The Jupiter's period of revolution around the Sun is 12 times that of the Earth. Assuming the planetary orbits to be circular, find:
(a) how many times the distance between the Jupiter and the Sun exceeds that between the Earth and the Sun,
(b) the velocity and the acceleration of Jupiter in the heliocentric reference frame.

For any planet
`MRomega^2=(gammaMm_s)/(R^2)` or `omega=sqrt((gammam_s)/(R^3))`
So, `T=(2pi)/(omega)=2piR^(3//2)//sqrt(gammam_s)`
(a) Thus `T_J/T_E=(R_J/R_E)^(3//2)`
So `R_J/R_E=(T_J//T_E)^(2//3)=(12)^(2//3)=5*24`.

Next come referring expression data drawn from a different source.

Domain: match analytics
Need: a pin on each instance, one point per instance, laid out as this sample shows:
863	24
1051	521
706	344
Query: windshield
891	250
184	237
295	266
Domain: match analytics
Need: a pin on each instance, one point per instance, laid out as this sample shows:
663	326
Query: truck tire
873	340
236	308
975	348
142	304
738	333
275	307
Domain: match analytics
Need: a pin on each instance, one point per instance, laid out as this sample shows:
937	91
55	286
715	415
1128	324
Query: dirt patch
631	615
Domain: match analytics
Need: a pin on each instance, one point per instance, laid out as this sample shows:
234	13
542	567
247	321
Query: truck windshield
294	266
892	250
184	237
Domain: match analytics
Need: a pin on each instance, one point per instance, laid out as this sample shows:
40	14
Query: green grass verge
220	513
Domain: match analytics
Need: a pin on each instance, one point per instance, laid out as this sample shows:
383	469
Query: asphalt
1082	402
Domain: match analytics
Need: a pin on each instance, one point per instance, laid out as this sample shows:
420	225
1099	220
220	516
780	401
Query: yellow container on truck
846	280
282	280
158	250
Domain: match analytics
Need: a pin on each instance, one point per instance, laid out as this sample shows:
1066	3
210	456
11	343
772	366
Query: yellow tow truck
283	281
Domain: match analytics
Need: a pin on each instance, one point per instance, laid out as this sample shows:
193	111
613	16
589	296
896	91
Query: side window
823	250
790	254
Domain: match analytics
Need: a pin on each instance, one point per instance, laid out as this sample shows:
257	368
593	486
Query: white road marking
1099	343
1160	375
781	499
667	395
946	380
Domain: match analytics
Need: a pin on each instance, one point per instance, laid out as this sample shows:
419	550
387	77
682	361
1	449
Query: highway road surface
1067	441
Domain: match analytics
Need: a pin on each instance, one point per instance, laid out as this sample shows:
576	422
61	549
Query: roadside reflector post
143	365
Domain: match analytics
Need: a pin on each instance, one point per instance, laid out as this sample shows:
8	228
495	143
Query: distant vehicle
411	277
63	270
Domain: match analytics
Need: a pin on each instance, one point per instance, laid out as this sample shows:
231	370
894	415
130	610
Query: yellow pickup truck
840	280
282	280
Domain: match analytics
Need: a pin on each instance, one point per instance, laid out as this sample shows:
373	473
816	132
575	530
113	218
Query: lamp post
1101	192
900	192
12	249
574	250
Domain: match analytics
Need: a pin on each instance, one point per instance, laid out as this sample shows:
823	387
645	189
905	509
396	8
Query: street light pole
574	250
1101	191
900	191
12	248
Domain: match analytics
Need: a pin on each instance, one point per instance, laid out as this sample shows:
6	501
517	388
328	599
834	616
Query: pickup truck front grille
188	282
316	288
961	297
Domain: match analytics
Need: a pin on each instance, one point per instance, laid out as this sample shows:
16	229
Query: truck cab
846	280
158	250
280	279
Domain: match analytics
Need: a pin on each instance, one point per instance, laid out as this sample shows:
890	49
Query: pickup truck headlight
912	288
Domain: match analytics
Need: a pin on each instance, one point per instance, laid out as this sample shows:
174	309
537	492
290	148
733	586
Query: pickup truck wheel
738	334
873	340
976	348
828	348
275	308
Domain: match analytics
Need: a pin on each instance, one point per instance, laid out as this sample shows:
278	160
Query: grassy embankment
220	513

(b) `V_J^2=(gammam_s)/(R_J)`, and `R_J=(T(sqrt(gammam_s))/(2pi))^(2//3)`
So `V_J^2=((gammam_s)^(2//3)(2pi)^(2//3))/(T^(2//3))` or, `V_J=((2pigammam_s)/(T))^(2//3)`
where `T=12` years. `m_s=` mass of the Sun.
Putting the values we get `V_J=12*97 km//s`
Acceleration `=(v_J^2)/(R_J)=((2pigammam_s)/(T))^(2//3)xx((2pi)/(Tsqrt(gammam_s)))^(2//3)`
`=((2pi)/(T))^(4//3)(gammam_s)^(1//3)`
`=2*15xx10^-4 km//s^2`